In my organization, ETL workflows are owned by another team to generate data that my ML modeling workflows depend on.
So, the ETL workflow is a daily scheduled launch plan (LP1). my modeling workflow is another daily scheduled launch plan (LP2).
I need the daily execution of LP2 check for the successful completion of execution of LP1 for the same day before starting to execute.
In airflow we did it via ExternalTaskSensor, is there a way to do it in Flyte?
Could you share an existing pattern to avoid re-inventing the wheel?
03/01/2023, 9:06 PM
Is the data generated by LP1 pushed to a table or an s3 path?
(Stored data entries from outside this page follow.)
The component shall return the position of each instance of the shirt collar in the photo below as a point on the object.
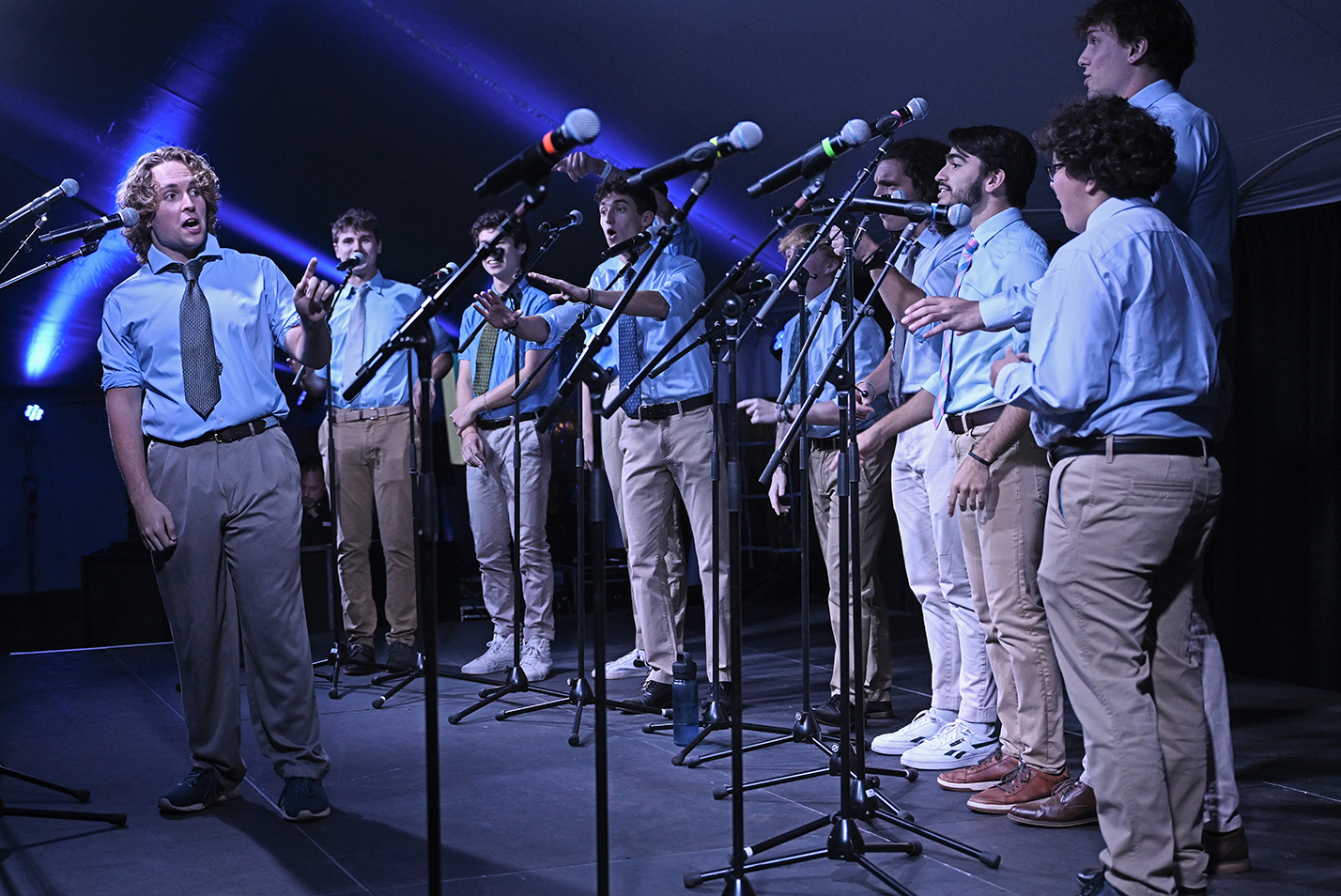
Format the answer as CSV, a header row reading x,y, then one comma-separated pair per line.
x,y
157,260
1150,94
1111,207
995,224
In case one, you could poll the db for modified rows / tables / new partitions. Possibly use the DB metadata. In case 2, checking the existence of a path on s3 and sleep if they don’t exist could work.
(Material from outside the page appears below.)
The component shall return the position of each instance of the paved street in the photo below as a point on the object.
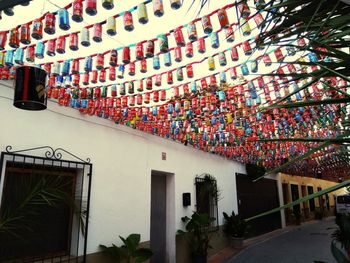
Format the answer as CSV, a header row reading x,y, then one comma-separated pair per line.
x,y
305,244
To fully copy the the airflow sensor, you would need to check Flyte’s metadata store for executions of a specific workflow. I know we can search for execution by ID. Not sure about getting all executions for a workflow.
03/02/2023, 7:37 AM
Sounds like a plan. A lot of our community members have home-grown solutions for these kind of use-cases. In your case, since LP2 is dependent on LP1, you can store the data returned by the ETL workflow in a DB, and check if the data is available for a certain period of time. The check can be encapsulated in a task in your modelling workflow. You can also use FlyteRemote within your modelling workflow to check for the status of your ETL workflow, but not sure if that's a good way to go about. In a nutshell, the launch plan will be triggered daily irrespective of the status of your ETL workflow; you need to handle the verification part within your modelling workflow.